Teachers as Learners of Equitable Discussion Practices
Funded by: NSF via University of Michigan
Dates: 7/1/20-6/30/25
Summary: This project aims to create opportunities for teachers to notice and understand how normalized practice often reproduces inequity and learn ways to disrupt typical patterns of inequity in their classroom. This project focuses on classroom discussions because they can be a key site for either reproducing or disrupting inequities and they have been established as a powerful instructional practice. Teachers benefit from professional development that addresses both the technical and contextual aspects of teaching practice, including the identities of their students and associated patterns of inequity in schools and society. This research will examine how elementary teachers’ perceptions of professional learning and influences on such learning in combination with professional development on leading discussions, impact their skill with and willingness to take up teaching that disrupts patterns of inequity in classrooms.
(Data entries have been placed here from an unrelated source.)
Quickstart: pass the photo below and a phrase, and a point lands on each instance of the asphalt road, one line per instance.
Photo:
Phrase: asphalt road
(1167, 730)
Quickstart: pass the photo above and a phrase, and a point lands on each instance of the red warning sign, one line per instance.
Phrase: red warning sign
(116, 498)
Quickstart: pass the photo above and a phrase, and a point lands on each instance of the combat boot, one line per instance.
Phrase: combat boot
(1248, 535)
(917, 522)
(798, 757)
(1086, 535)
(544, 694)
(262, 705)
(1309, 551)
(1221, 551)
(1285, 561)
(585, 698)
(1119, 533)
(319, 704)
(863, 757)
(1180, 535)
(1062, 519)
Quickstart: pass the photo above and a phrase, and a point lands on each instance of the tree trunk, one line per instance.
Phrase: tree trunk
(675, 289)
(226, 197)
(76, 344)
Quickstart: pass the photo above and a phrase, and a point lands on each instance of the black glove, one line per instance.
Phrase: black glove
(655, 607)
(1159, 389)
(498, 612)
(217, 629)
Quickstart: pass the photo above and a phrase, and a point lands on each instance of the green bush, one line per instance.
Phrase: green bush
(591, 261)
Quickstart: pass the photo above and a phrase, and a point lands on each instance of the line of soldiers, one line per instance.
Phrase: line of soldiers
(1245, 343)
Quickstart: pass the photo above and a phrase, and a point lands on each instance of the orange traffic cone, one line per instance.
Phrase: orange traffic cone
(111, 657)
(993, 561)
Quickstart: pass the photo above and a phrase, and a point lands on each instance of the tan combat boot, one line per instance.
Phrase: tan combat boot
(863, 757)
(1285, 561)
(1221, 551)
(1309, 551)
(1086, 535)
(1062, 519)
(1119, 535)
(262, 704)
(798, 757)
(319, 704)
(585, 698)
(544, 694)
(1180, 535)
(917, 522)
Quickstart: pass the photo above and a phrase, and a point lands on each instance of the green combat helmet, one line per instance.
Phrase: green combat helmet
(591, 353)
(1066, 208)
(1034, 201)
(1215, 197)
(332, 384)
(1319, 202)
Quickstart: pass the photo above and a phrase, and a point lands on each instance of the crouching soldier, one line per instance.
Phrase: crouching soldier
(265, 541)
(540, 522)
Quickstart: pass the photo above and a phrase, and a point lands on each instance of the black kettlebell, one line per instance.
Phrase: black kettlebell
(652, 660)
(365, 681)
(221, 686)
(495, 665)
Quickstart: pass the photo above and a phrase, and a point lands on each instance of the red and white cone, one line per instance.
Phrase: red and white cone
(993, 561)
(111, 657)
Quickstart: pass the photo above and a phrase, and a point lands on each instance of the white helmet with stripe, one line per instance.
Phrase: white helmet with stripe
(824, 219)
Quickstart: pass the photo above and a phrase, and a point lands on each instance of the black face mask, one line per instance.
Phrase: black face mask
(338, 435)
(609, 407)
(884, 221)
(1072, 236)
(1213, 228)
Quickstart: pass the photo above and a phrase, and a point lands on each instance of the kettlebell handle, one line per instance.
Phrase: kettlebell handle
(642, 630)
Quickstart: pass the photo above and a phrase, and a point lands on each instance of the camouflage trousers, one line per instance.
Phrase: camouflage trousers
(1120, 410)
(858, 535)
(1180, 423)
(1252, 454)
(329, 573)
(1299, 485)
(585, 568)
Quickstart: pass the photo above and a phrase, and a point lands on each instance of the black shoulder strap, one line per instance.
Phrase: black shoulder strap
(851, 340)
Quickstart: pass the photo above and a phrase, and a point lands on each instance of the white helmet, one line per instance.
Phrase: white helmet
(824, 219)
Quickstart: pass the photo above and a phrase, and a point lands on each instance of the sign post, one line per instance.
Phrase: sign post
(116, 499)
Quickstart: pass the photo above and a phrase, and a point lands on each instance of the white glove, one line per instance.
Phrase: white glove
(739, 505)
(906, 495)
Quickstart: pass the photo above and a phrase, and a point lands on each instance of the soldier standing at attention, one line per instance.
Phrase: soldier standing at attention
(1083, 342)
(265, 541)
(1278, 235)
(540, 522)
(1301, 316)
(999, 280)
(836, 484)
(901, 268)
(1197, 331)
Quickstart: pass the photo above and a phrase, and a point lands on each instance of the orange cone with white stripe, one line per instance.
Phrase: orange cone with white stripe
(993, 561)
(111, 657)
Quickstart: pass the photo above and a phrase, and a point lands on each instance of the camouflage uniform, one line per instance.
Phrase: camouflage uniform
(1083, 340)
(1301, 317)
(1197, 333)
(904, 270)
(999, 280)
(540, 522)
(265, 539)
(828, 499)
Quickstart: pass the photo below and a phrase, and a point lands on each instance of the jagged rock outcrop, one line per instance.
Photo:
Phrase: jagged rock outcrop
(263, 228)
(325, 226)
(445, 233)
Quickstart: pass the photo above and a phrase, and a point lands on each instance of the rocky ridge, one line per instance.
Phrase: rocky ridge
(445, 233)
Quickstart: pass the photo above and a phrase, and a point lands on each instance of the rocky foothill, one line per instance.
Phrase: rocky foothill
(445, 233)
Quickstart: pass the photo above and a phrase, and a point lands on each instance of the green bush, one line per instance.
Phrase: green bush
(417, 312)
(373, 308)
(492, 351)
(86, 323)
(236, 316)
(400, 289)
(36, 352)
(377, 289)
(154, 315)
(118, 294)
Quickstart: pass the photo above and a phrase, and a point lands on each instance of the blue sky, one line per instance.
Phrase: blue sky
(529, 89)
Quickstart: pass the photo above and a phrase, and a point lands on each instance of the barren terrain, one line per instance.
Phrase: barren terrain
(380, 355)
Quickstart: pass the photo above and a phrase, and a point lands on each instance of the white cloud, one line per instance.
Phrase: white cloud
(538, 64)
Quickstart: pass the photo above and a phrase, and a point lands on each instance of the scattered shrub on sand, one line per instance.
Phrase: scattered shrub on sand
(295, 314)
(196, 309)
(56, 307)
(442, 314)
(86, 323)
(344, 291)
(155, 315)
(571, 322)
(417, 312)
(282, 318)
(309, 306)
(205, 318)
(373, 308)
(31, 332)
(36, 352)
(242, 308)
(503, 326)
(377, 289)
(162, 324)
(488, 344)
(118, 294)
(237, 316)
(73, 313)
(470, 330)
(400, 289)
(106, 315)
Preparing Mentors to Support Novices in Eliciting Student Thinking During Mathematics Discussions: Developing and Testing a Simulation-Based PD Program
Funded by: NSF via University of Virginia
Dates: 7/15/22-6/30/26
Summary: This project aims to support mentor teachers in better modeling the effective mathematics teaching practices for candidates in their own teach and providing candidates with actionable feedback on those practices as they learn to teach elementary mathematics. This project also aims to enhance the quality of elementary mathematics teaching by developing mentors who can better support the next generation of teacher candidates. Teaching simulations are used as a cornerstone of the design of the professional learning, providing a low-stakes practice space for mentors to practice and model effective elementary mathematics teaching. This study will provide much-needed causal evidence for the effects of practice-based preparation on the development of both mentors’ and candidates’ teaching in elementary mathematics.
Eli Tucker-Raymond
Reimagining Alternative Education: Designing for Geographies of Care and Responsibility
Funded by: Spencer Foundation
Dates: 7/1/21-6/30/25
Summary: Our project investigates how restorative geographies of care and responsibility can be designed and cultivated in an alternative public high school serving students who have not thrived in traditional school settings and who are coping with ongoing or past histories of trauma. The four-year project focuses on pathways of learning in and across three settings at the school–health and wellness class, STEAM block, and a community garden–that extend into youth teaching opportunities with children at a local elementary school. A multi-stakeholder collaborative design council pursues research questions that focus on: relations of care and responsibility developed in the focal settings, how school community members grow and adapt those relations in and across settings within and outside of the school, and how the ongoing collaborative re-designing of resources for relation-building contributes to the development and disciplinary learning of students.
Marcus Winters
Wheelock Educational Policy Center General Support
Funded by: BARR Foundation
Dates: 3/25/22-3/25/25
Summary: WEPC conducts and disseminates rigorous, policy-relevant research in partnership with local, state, and federal policymakers and stakeholders to improve educational opportunities and holistic outcomes for traditionally marginalized students. With support from the Barr Foundation, WEPC will engage in research practice partnerships that advance education decision-makers ability to improve the quality and diversity of the educator workforce. This includes efforts to: 1) initiate new partnerships with state and district leaders around workforce questions; 2) executing research activities that increase partners and general knowledge about the quality and diversity of the workforce; and 3) producing, disseminating, and communicating about research findings to influence broader discussions and decision-making relative to the teacher workforce.